“南洋這里,小國林立,百族紛雜,但語言實際上并非有多么繁復,有點像是各地口音不同的官話,譬如說占人,他們流落各地之后,現在說的話語已經有了各地口音,而且,占人本來就和滿剌甲、爪哇人的語言非常相似,南洋一帶,只需要會說越語、占語、高棉語,幾乎就能在南洋暢通無阻了。”
“越語,這不必多說了,據說出自百越族,迄今和吳越這里的老方言都還有一絲相似,安南一帶自然都是說這種話的,還有暹羅人、瀾滄人,也都說這種話,只是口音不同而已,傳言凡是說這話的人,祖上都是從華夏遷移過來的百姓實則在漢代,他們如今的領土也多數都是交趾郡、南海郡的范圍之內,如今咱們彩云道那一帶也有不少越族,說的話是一色一樣,對會聽的人來說,不過是些許字句不同罷了,交流是完全無礙的。”
“至于占語,滿剌甲、爪哇人都說這個,因這些地方原本都是占城國的領土,只是之后陸續自立罷了,占人的祖先來自滿剌甲,但也有說法,他們是商時從華夏遷徙而來,是商人后裔,所以最開始我們叫這個國家是林邑,認為這個國家是比干后裔”鄭地虎說到這里也嘀咕了一聲,“不過哪有華夏人長成占人這個樣子的,不太像,多數是以訛傳訛,或者是占城國主為了討好三寶太監,想辦法和華夏攀親罷了。
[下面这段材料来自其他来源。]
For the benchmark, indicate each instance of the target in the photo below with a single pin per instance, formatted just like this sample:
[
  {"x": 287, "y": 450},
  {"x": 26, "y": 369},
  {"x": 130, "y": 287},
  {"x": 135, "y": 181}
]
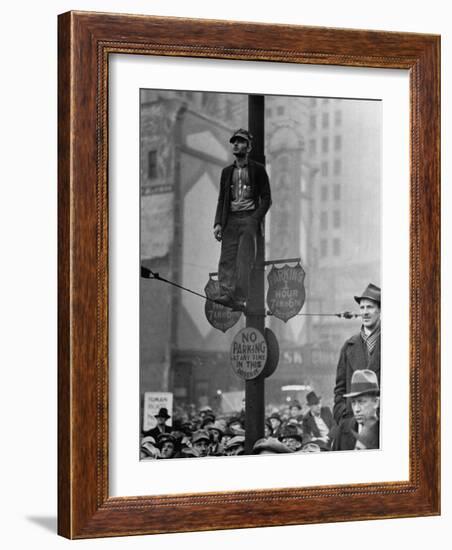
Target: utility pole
[{"x": 255, "y": 309}]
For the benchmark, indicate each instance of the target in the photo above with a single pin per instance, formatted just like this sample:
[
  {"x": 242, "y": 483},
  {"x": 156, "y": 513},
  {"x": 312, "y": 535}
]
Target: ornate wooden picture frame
[{"x": 86, "y": 40}]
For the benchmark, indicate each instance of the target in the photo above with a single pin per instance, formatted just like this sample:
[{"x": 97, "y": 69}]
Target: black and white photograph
[{"x": 260, "y": 274}]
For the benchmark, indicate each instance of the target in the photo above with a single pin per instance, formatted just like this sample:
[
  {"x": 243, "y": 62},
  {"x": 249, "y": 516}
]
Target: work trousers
[{"x": 238, "y": 254}]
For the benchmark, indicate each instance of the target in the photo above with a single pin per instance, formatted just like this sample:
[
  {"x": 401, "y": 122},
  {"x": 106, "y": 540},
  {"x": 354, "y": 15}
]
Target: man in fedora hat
[
  {"x": 162, "y": 416},
  {"x": 243, "y": 201},
  {"x": 361, "y": 351},
  {"x": 362, "y": 430},
  {"x": 291, "y": 437},
  {"x": 318, "y": 422}
]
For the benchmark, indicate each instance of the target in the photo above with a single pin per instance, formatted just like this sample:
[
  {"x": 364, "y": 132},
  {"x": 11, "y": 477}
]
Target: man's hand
[{"x": 217, "y": 232}]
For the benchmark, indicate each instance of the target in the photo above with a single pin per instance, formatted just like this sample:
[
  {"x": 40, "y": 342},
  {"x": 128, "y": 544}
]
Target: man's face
[
  {"x": 240, "y": 147},
  {"x": 234, "y": 451},
  {"x": 370, "y": 312},
  {"x": 275, "y": 423},
  {"x": 315, "y": 409},
  {"x": 292, "y": 443},
  {"x": 201, "y": 447},
  {"x": 167, "y": 450},
  {"x": 365, "y": 407},
  {"x": 215, "y": 434}
]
”
他咳嗽了一聲,又把話題轉了回來,介紹道,“至于高棉語,那不必多說了,高棉語是真臘國那一帶所用的語言,如今真臘國四分五裂,原本百年前,他們所在之地還有個吳哥國,但現在吳哥已經完全淪陷,被暹羅占據吳哥城又曾被占城人毀于一旦,如今的吳哥城是在老城廢墟上新建,所以占城、吳哥、暹羅、安南之間,關系復雜,各有仇恨,現在只是勉強相安無事而已。一有了機會,他們還是要互相攻打的,也很樂于挑撥我們這些上國來使和敵國的關系。”
“暹羅人也說越語,那豈不就是說,暹羅人也可能是從我國遷徙過去的”
“這是自然了,全都是自古以來啊這當然也是可以考證的,暹羅人的同族在我們這里為數也是不少,再有瀾滄人,都叫瀾滄人了,喝的就是瀾滄江的水,瀾滄江源頭在我國境內,瀾滄江流經的地區豈不就是我國的領土了”
鄭地虎作為開疆擴土的愛好者,非常熟練地掌握并且應用了謝六姐自古以來的思考邏輯,并且做了相當的發散,這種想法,對于買活軍來說當然是有百利而無一害的華夏境內好像還沒有什么有影響力的大河,發源地在別國境內,而且,要按他這么說的話
“我記得天竺還是身毒啊,就從滿剌甲再往外走,要經過的那個地方,六姐說過他們信仰境內的一條圣河,發源地就在我國吐蕃境內,叫做馬泉河,在本地話中叫做雅魯藏布,意思是從最高的山峰上留下來的神水按你這么說,豈不是雅魯藏布江流經的地方,都是我們華夏的領土了”
黃小翠忍不住接口說了一句,不過,從她包含笑意的話語之中,很容易就能聽得出來,她對這樣的說法也并不反感。鄭地虎更是理所當然的回答,“啊,那不然呢”
“得了得了,少說兩句吧還是先說占城這里,你對占語掌握多少,感覺上能交流嗎”
鄭地虎作為一個語言天才,所掌握的語言,光是華夏境外的就達到了四五門,他會說東瀛話、弗朗機話、紅毛番話,而且能流利說安南話,要不是因為他的語言天賦這么好,也不能搶到南洋船隊主帥的位置。對于占語,他從前常去呂宋,呂宋本地人說的話和占語是一個語系,差別就像是武林話和姑蘇話一樣,當然是不同的,但是,會說一門,就很好學習另一門。